メインコンテンツへスキップ
友田 陽大

We scanned 1,000 public Supabase apps: 9.2% have RLS that authenticates but doesn’t authorize

友田 陽大

Let me lead with the conclusion. We statically scanned 1,000 public Supabase apps on GitHub — 116,662 Row Level Security (RLS) policies. Of the 994 that ship RLS, 9.2% had a policy that authenticates the caller but does not authorize per row — a policy where any logged-in user can read every row. You can have RLS enabled and still have it not be authorization. (This replicates an earlier 450-app run that found 8.1% — the finding held at 2× scale.)

But the 9.2% isn't really the point of this article. The point is how we made that number trustworthy. Two ways. First, we manually ground-truthed all 235 findings against the real SQL: precision 1.0, zero residual false positives — a naive detector over-reports this class by ~2×, and most of that gap is false positives. Second, the run policed our own scanner: it caught a sibling rule firing on policies an anonymous user can never satisfy, and we drove that to zero. This article covers (1) what we measured and how, (2) the result and the core design mistake, (3) how we keep false positives at zero — including the ones this very run surfaced, and (4) how to measure your own app right now.

This is not "Supabase is dangerous" or "don't use AI." Shipping fast is fine.
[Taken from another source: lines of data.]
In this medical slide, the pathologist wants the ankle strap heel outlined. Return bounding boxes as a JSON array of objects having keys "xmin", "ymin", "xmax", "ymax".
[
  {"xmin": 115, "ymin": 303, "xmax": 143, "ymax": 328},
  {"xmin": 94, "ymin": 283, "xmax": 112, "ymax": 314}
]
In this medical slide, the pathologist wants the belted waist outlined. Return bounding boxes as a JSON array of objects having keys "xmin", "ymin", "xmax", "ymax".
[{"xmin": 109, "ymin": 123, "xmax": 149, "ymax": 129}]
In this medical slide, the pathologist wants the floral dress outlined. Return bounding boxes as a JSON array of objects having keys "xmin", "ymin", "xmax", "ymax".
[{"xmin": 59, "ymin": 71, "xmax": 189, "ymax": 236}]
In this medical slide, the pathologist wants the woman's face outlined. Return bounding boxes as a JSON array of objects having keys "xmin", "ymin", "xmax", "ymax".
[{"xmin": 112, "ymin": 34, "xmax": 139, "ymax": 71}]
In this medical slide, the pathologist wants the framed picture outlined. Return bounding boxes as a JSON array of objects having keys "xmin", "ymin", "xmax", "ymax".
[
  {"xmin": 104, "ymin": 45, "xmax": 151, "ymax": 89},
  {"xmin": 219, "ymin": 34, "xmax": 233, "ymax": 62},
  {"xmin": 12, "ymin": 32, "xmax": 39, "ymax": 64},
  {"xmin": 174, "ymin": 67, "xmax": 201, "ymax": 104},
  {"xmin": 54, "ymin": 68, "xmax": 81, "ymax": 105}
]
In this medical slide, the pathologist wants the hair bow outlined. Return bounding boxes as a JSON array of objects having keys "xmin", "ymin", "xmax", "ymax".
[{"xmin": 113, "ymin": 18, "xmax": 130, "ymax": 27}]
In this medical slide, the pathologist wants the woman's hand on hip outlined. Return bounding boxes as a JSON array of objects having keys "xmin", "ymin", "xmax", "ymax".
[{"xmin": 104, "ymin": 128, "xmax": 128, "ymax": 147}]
The question is whether the RLS you shipped fast is actually authorization. Aegis is the free, open-source toolkit behind this study — see the Aegis landing page, and for the application-security picture as a whole, the coverage matrix.


1. What we measured, and how

Before the number, the method. An "N% of apps are vulnerable" claim with no method behind it should not be trusted.

  • Population: via GitHub code search, we found 2,234 public repositories with a `CREATE POLICY` under `supabase/migrations` or `supabase/schemas` (the two places Supabase treats SQL as the source of truth), then scanned 1,000 of them on an independent seeded sample.
  • What we analyzed: the migration SQL (the authoritative schema) only. Static analysis exclusively — no deployed app was ever contacted (see ethics below).
  • The metric: a policy that has RLS but doesn't scope rows to the caller — specifically, a PERMISSIVE policy whose predicate only proves a session exists (`auth.role() = 'authenticated'`, `auth.uid() is not null`) with no owner binding like `auth.uid() = user_id`, on a table that has an ownership column.
MetricValue
Unique repositories found (code search)2,234
Repositories scanned1,000
Successfully analyzed998
Ship RLS (`CREATE POLICY` ≥ 1)994
RLS policies analyzed116,662

Every number in this article is pinned to a committed, reproducible artifact: the study methodology, the seven precision-hardening iterations, and the scripts are all public. You can re-run them yourself.

Ethics: public source, static only

The thing you must not do in a study like this is hit other people's production endpoints anonymously to confirm "data is reachable." That crosses into unauthorized-access territory. This study only read the SQL of public repositories — no running app was touched, and no repository is named (aggregate only).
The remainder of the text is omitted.